What to do about the deepening quagmire of Iraq? The Pentagon’s latest approach is being called "the Salvador option"—and the fact that it is being discussed at all is a measure of just how worried Donald Rumsfeld really is. "What everyone agrees is that we can’t just go on as we are," one senior military officer told NEWSWEEK. "We have to find a way to take the offensive against the insurgents. Right now, we are playing defense. And we are losing." Last November’s operation in Fallujah, most analysts agree, succeeded less in breaking "the back" of the insurgency—as Marine Gen. John Sattler optimistically declared at the time—than in spreading it out.
Now, NEWSWEEK has learned, the Pentagon is intensively debating an option that dates back to a still-secret strategy in the Reagan administration’s battle against the leftist guerrilla insurgency in El Salvador in the early 1980s. Then, faced with a losing war against Salvadoran rebels, the U.S. government funded or supported "nationalist" forces that allegedly included so-called death squads directed to hunt down and kill rebel leaders and sympathizers. Eventually the insurgency was quelled, and many U.S. conservatives consider the policy to have been a success—despite the deaths of innocent civilians and the subsequent Iran-Contra arms-for-hostages scandal.
Following that model, one Pentagon proposal would send Special Forces teams to advise, support and possibly train Iraqi squads [...] to target Sunni insurgents and their sympathizers, even across the border into Syria. It remains unclear, however, whether this would be a policy of assassination or so-called "snatch" operations, in which the targets are sent to secret facilities for interrogation.

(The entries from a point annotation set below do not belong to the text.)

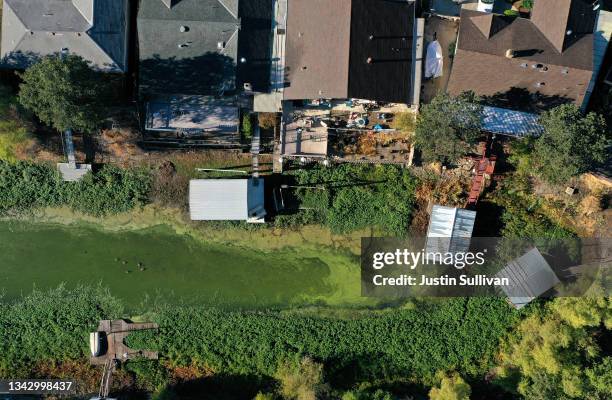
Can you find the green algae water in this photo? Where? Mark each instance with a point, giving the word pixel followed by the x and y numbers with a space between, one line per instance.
pixel 156 264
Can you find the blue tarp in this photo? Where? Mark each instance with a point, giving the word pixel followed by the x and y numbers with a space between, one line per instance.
pixel 510 122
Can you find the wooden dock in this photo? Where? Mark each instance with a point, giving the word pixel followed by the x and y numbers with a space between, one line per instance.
pixel 112 334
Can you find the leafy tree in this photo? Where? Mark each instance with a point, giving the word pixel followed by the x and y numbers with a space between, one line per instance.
pixel 13 137
pixel 448 127
pixel 557 352
pixel 63 92
pixel 571 143
pixel 379 394
pixel 452 387
pixel 350 197
pixel 26 185
pixel 301 381
pixel 264 396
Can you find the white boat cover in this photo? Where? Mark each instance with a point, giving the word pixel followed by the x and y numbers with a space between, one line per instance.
pixel 434 62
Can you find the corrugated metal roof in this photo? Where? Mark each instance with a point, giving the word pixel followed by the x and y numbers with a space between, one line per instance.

[...] most Iraqi people do not actively support the insurgents or provide them with material or logistical help, but at the same time they won’t turn them in. One military source involved in the Pentagon debate agrees that this is the crux of the problem, and he suggests that new offensive operations are needed that would create a fear of aiding the insurgency. "The Sunni population is paying no price for the support it is giving to the terrorists," he said. "From their point of view, it is cost-free. We have to change that equation."
It's only a page, so go read the whole thing.
Where to begin? I guess when guys like Negroponte are brought back in to the fold to make policy and then moved back up the ladder to actually head up our "embassy" in Iraq, solutions like this should come as no surprise.
With these guys in charge, winning hearts and minds is looking more like pouring gasoline on the fire combined with rubbing salt in wounds and kicking Iraqis when they're down. I'm sure rounding up families to be tortured in secret prisons (and make no mistake, if they were willing to torture people in legit military prisons, these "snatch targets" will be tortured in whatever "secret facility" they are shipped to) will be the key to quelling the insurgency. Targeted assassinations seem to be working out well for Israel as well. Will they be relying on the same great intel to find these targets? At this point I almost believe the fucking psychos in this Administration are daring each other to come up with more brazen (and worse) strategies as part of some warped Pentagon drinking game.
The last sentence in the blockquote from the article just spells it all out: They are drawing up plans to punish the civilian population because they can't come up with any other successful military or diplomatic strategy. At what point is this no longer distinguishable from the Nazis terrorizing people into giving up their Jewish neighbors? Now, I know we are not Nazi Germany, but if we actually plan on killing and torturing as a policy how much better do we look to the Sunnis, the Iraqis and others in the Middle East?